Bloomfield sees R as a high-level language. There are no worries about declaring variables or allocating memory. Its syntax, while simple, is strict because it interprets each statement as a command. But it's not like Mathematica: its capacity for symbolic math is rudimentary. R is more like a toolbox.

The tutorials are done by example, with no theory. The main drawback in this book is that many things are used before they're described. For example, importing data is not discussed until page 273. The ‘$’ operator is first used on page 29 but not defined until page 275. The ‘%*%’ operator (matrix multiplication) is first used on page 19 but never defined at all, and many of the R options are used but never defined. You're supposed to use R's help function for all this.
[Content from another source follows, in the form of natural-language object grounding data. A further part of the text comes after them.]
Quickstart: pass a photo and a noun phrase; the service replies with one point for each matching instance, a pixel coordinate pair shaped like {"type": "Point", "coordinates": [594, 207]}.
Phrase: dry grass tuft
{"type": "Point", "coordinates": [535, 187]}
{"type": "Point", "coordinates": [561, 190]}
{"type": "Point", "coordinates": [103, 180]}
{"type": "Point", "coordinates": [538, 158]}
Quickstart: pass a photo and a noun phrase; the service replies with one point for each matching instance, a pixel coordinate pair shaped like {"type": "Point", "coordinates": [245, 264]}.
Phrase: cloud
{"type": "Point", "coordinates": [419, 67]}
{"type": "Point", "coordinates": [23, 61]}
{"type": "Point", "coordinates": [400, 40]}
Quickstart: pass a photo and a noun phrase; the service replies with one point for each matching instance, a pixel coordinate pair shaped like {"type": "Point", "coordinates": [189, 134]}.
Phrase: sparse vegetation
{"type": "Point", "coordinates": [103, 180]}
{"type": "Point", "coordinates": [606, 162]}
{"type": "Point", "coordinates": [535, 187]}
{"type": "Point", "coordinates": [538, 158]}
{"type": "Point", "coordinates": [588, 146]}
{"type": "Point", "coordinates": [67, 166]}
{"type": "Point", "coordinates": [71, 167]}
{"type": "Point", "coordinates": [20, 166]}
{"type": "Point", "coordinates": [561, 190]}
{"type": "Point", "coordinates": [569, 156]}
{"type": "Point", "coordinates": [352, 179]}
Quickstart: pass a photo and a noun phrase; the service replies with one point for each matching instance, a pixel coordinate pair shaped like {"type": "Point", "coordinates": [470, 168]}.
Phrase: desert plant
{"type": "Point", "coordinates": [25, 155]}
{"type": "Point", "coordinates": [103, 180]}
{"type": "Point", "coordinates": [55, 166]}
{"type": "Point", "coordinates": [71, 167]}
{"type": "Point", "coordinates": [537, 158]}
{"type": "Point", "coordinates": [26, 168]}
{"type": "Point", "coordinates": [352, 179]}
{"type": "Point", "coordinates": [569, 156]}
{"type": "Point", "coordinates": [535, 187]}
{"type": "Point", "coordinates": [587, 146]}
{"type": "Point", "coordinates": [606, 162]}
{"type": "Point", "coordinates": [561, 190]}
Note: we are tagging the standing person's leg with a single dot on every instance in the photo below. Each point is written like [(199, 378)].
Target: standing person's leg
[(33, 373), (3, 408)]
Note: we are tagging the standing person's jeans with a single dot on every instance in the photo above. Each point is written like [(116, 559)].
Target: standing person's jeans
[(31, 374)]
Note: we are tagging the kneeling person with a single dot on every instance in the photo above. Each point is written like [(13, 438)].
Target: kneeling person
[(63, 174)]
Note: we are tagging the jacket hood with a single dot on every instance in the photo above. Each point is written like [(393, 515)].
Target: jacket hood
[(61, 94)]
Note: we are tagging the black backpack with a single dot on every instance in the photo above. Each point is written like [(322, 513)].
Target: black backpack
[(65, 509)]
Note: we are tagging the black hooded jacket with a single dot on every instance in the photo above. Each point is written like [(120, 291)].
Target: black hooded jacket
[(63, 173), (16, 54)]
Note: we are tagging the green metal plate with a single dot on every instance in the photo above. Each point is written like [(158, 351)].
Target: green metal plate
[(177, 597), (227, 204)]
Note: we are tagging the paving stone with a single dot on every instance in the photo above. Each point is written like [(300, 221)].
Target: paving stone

But you might ask: in that case, what do you need the book for?

The answer is that you need it to learn what packages and functions are available, and you get a little bit of test data to verify that they work. And that's valuable.

But I suspect the programming tutorial would be too perplexing for someone with no exposure to computer programming. Here is the description of the switch function on page 66:
> x = rnorm(10, 2, 0.5)
> y = 3
> switch(y, mean(x), median(x), sd(x))
[1] 0.476892

Now that's what I call cryptic. But if you're familiar with programming, you'll realize it's just like the computed GOTO in Fortran 77—evidence of R's roots. Even some of R's source code is still in Fortran, and you need an F77 compiler to build it.